Gdy skończyliśmy pożegnaliśmy się, jak na ,,biznesmenów" przystało. Plan był taki, jak zawsze. Po wyścigach jeździliśmy razem w nasze ulubione miejsce na plaży i tym razem nie mogło być inaczej, tylko skład nam się trochę powiększył. Swoją drogą muszę spytać RM, czy nie potrzebuje pomocy w znalezieniu sobie kogokolwiek, bo nie wiem jak ten chłopak ma zamiar z nami funkcjonować, bo ja na jego miejscu chyba bym się porzygał tęczą i to dosłownie.
Wróciliśmy zadowoleni do naszej ekipy, a ja od razu przyciągnąłem Jimina do siebie. Zdążyłem się za nim stęsknić.
-Tęskniłeś, bo ja baaaardzo. – Moja blondyna obdarzyła mnie najpiękniejszym z najpiękniejszych uśmiechów na Ziemi.

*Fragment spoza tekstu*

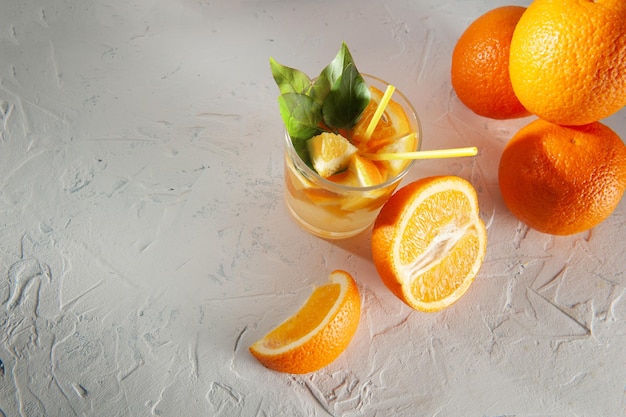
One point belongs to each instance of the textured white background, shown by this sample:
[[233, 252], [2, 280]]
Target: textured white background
[[144, 243]]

-Jedźmy już. – Jak powiedział, tak zrobiliśmy. Zapakowaliśmy się do samochodów i odjechaliśmy w dobrze mi znanym kierunku, oczywiście po drodze wypowiadając sobie niemą wojnę i już chwilę później ścigaliśmy się między sobą. To była moja jedyna konkurencja, bo moi przyjaciele byli prawie tak dobrzy jak ja, ale to ja miałem to ,,coś". A od dzisiaj miałem mieć już wszystko...
Dojechaliśmy na plażę, parkując jak najbliżej piasku. Było ciemno, ale akurat ta część była dość dobrze oświetlona, więc nie było problemu. Yoongi, jak to Yoongi wyciągną po piwie, dla każdego.
-Jungkook? – Zapytał wyciągając trunek w moją stronę. Pokręciłem tylko głową, bo nie zamierzam zabawić tu dzisiaj długo.
-Jimin, pijesz?
-Nie, bo mam problem z nogami. – Jimin jest chory? To pierwsza myśl, jaka mi przyszła do głowy.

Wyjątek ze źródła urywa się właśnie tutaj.